Milo did not have what you would call a real well-rounded education. Milo did not have any kind of education past the age of about twelve as regarding anything he was not interested in. Milo was interested in math, magic, machines, and drawing things with a pencil. That was all he took with him when he left the workhouse.
After the siege, with Ann, he had cultivated a passion for dresses and shoes and fabric, although their interests diverged in the application. Much later, he had experienced a brief mania for dinosaurs when he found out they were real; it still flared up occasionally, when he found a new one with a cool name or a weird-looking head.
And that was it.
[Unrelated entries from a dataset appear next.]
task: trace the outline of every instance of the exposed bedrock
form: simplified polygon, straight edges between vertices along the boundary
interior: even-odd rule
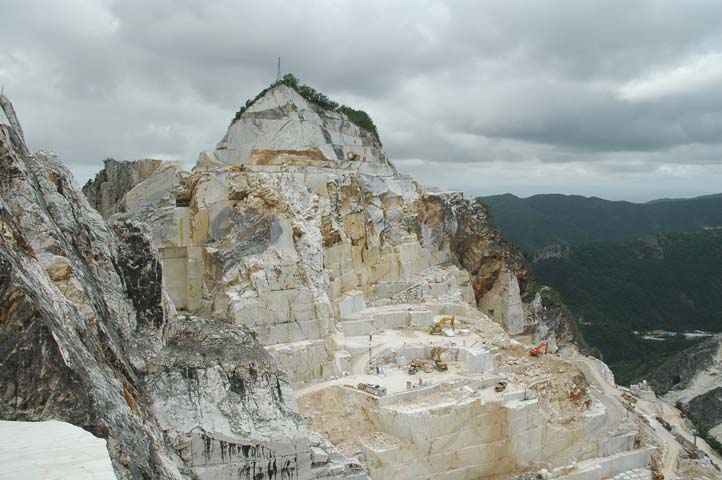
[[[0,418],[82,426],[119,478],[362,471],[338,454],[313,465],[319,442],[255,335],[179,317],[148,224],[106,223],[19,139],[0,125]]]

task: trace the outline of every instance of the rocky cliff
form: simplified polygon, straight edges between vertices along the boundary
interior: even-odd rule
[[[2,418],[106,438],[120,478],[354,475],[312,467],[319,441],[247,327],[176,315],[146,223],[106,223],[12,126],[0,161]]]
[[[183,162],[152,159],[119,162],[108,158],[95,178],[88,180],[83,186],[83,194],[93,208],[104,218],[108,218],[114,213],[125,211],[128,208],[125,202],[126,194],[161,166],[174,166],[182,170]]]
[[[343,113],[275,85],[191,172],[107,163],[86,186],[106,220],[2,132],[3,418],[84,426],[127,478],[647,465],[486,208],[398,174]]]

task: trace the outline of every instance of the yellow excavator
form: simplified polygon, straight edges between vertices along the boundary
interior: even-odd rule
[[[443,335],[444,334],[444,327],[447,323],[451,323],[451,330],[454,330],[454,317],[441,317],[438,322],[436,322],[436,325],[433,327],[429,327],[426,329],[427,332],[431,335]]]
[[[440,372],[445,372],[449,369],[449,366],[441,360],[441,354],[445,352],[446,349],[443,347],[434,347],[431,349],[431,358],[434,360],[434,367]]]

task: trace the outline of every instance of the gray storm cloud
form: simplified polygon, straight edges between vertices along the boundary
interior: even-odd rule
[[[275,58],[367,110],[389,156],[473,194],[722,190],[722,3],[6,0],[31,148],[192,165]]]

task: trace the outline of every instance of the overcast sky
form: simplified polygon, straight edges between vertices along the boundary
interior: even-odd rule
[[[369,112],[387,155],[470,194],[722,191],[722,2],[3,0],[0,83],[31,149],[213,148],[282,70]]]

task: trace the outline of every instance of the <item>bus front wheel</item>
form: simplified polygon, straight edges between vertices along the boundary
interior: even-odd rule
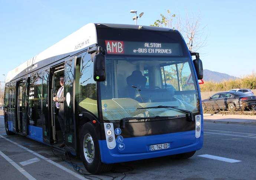
[[[5,126],[5,131],[6,133],[6,134],[7,134],[8,136],[15,134],[15,133],[9,130],[9,129],[8,128],[8,121],[4,121],[4,125]]]
[[[196,151],[191,151],[188,153],[178,154],[174,156],[173,158],[176,159],[185,159],[191,157],[196,153]]]
[[[95,127],[89,122],[85,124],[79,134],[80,157],[88,172],[99,174],[108,172],[112,164],[101,162],[98,140]]]

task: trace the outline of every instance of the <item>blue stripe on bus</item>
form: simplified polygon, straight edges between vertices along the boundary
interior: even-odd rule
[[[8,130],[10,131],[13,131],[13,124],[12,121],[9,121],[8,122]]]
[[[195,131],[190,131],[164,134],[124,139],[125,146],[120,150],[116,146],[113,149],[108,148],[106,140],[99,140],[101,161],[106,164],[120,163],[165,156],[169,156],[201,149],[203,146],[203,133],[196,138]],[[149,146],[170,143],[170,148],[150,151]]]
[[[39,142],[43,142],[43,128],[29,125],[28,137]]]

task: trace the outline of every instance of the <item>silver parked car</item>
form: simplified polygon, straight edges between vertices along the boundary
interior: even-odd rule
[[[253,92],[250,89],[234,89],[230,90],[229,91],[233,92],[241,92],[245,93],[250,96],[254,96]]]

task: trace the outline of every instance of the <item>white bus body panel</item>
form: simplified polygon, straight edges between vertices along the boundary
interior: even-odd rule
[[[6,77],[9,82],[32,65],[49,57],[71,53],[97,43],[97,33],[95,25],[88,24],[55,44],[10,71]]]

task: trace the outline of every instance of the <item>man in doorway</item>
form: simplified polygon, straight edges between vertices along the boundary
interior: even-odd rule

No art history. No humanities. No symbolism. Certainly no postmodernist reinterpretation of stuffy old classical art forms. He had no idea what ancient buildings Calliope was gleefully engaged in burning down. He didn’t know there were any buildings. He could not have found the street.
All he knew was Calliope was showing him concept sketches of a sewing box where the pin cushion had been replaced with some kind of spiny object called a “sea urchin” (Was it…? Was it an animal? Might it be there for people to pet it?) and he was supposed to like them.
He tried nodding. For extra emphasis, he patted the drawing.
Sure, I would like having something to pet in my sewing box! I haven’t had pins in a long time, anyway, I just soft-stick the hems. I wish I didn’t have to have needles. I’m always jabbing myself. I’m terrible at sewing. The ladies did the sewing. I just fixed the machines. I think if I had a sewing machine, I’d stitch right over my fingers. I’m sure a sea urchin is much safer!
Well, he couldn’t say that, but she seemed to like all the nodding. She took him around the room like they were touring a museum and she pointed and happily explained things and he nodded and utterly failed to understand.
He looked at some of the things that he did understand, just to give his brain a break. The ornaments. The paper flowers. The clothes. He had kind of run out of things to look at on Calliope’s clothes — they were so simple and the same a lot, and the ravelled places on the green sweater bothered him. Maybe she had some nail polish around here somewhere and he could try to explain about fixing it.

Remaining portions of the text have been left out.